Hi everyone,
Nice to see so many people coming to the end of their treatment. I'm getting back into the swing of real life but having ups and downs along the way. I woke in the middle of the night to the thought, "That's right I've had breast cancer". It was as though I'd only just realised. I think the next year is going to be a bumpy one emotionally. It's true we cope one day at a time during our treatment but then we have time to reflect and that can be tough. I felt quite revived by my trip to Rome, then a bit deflated when I went back to work because a) a much loved colleagues is leaving-we're only a team of 4 and she's the person I have most in common with in terms of outlook/work ethic, so work is going to be a very different place....and b) Strong chance of closure by June 2014. This made me feel quite anxious for a few days and I was beginning to fear that maybe the tamoxifen side effects were kicking in early. However, working with young children is quite rejuvenating so by the end of the week I'd shrugged off that worry (what will be, will be) and now I feel back to my old self.
Tamoxifen is def giving me a dry mouth, leaving a slightly sweet taste (I think it's the coating) but after taxotere, I scoff at it's feeble attempts to affect my mouth. I am getting clammy moments (a continuation of chemo side effects) but that's really quite bearable. Actually, I'm suffering more from cold flushes. I am absolutely freezing at home-despite astronomical gas bills (cancer aint cheap). So only 2 weeks into the pill popping but so far so good. I'm not being complacent because I think things get bad around month 2 and by year 5 people seem to be quite worn down. I may not take it that long if it gets bad though. I was only 6/8 for oestregen dependency (7/8 for progesterone) so feel I can play dice with the number a wee bit.
On the down side I've to go and see my oncologist this weeks because of chest pains I had after last herceptin, I'm keeping everything crossed that it was a flukey moment because herceptin is the main weapon in my armoury.
Qd-sorry to hear about your husband. Fingers crossed for him. A job loss is hard to take, particularly as we get older and options narrow. Brilliant news on your scan though!
Wendy-Hope the news is good for your daughter. I haven't gone down the genetic testing route yet but it is lurking along the line somewhere. I also have daughters (and a son) and I could not bear for them to ever have to deal with cancer.
Lisal-Sorry to hear about your nasty side effects. I just hope that at day 9 you are about to turn the corner. I found salt water very effective in keeping my mouth ulcer free.

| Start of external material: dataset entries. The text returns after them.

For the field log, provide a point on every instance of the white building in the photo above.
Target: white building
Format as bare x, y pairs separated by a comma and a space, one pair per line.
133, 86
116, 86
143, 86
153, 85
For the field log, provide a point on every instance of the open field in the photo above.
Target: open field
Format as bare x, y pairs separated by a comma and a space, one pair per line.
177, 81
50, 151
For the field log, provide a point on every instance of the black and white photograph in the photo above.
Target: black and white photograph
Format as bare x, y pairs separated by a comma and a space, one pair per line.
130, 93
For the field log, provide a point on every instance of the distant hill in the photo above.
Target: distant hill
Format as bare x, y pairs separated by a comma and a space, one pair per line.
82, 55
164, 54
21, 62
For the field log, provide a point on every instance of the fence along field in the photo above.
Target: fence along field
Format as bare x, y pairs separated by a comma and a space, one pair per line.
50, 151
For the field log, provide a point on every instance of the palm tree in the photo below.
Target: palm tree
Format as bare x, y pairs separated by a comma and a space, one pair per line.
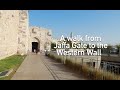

Cybele-Sorry about the dental hell. That is just not one bit fair! Glad your swimming has recommenced. I've joined my local Virgin Active club and have done 2 sessions, 50 lengths each time (with breaks for the jacuzzi and steam room). I'm not a strong swimmer. Never learned to swim properly, just taught myself-so it's head above water stuff and probably not gaining much exercise wise but feels good anyway. Got a call from one of the young pups at the club to ask me when I wanted to book in for my 'programme'. I think they meant on the exercise machines. I think that may have to wait till I have hair because I don't think a wig and beret ensemble would work on the running machine alongside all these young girls with their bobbing ponytails.
Good luck with the radiotherapy Lolly. For me it was an absolute breeze. My skin barely changed colour and i found it all very relaxing.
Hamley-So glad you've got your 1st Mx over. Must be quite a relief to have that cancerous area gone! Take it easy with your recovery and be good to yourself-'lots of treats' would be my prescription.
..............and to Cressida, out there in the land of the long-lashed cow, hope you are having a blast!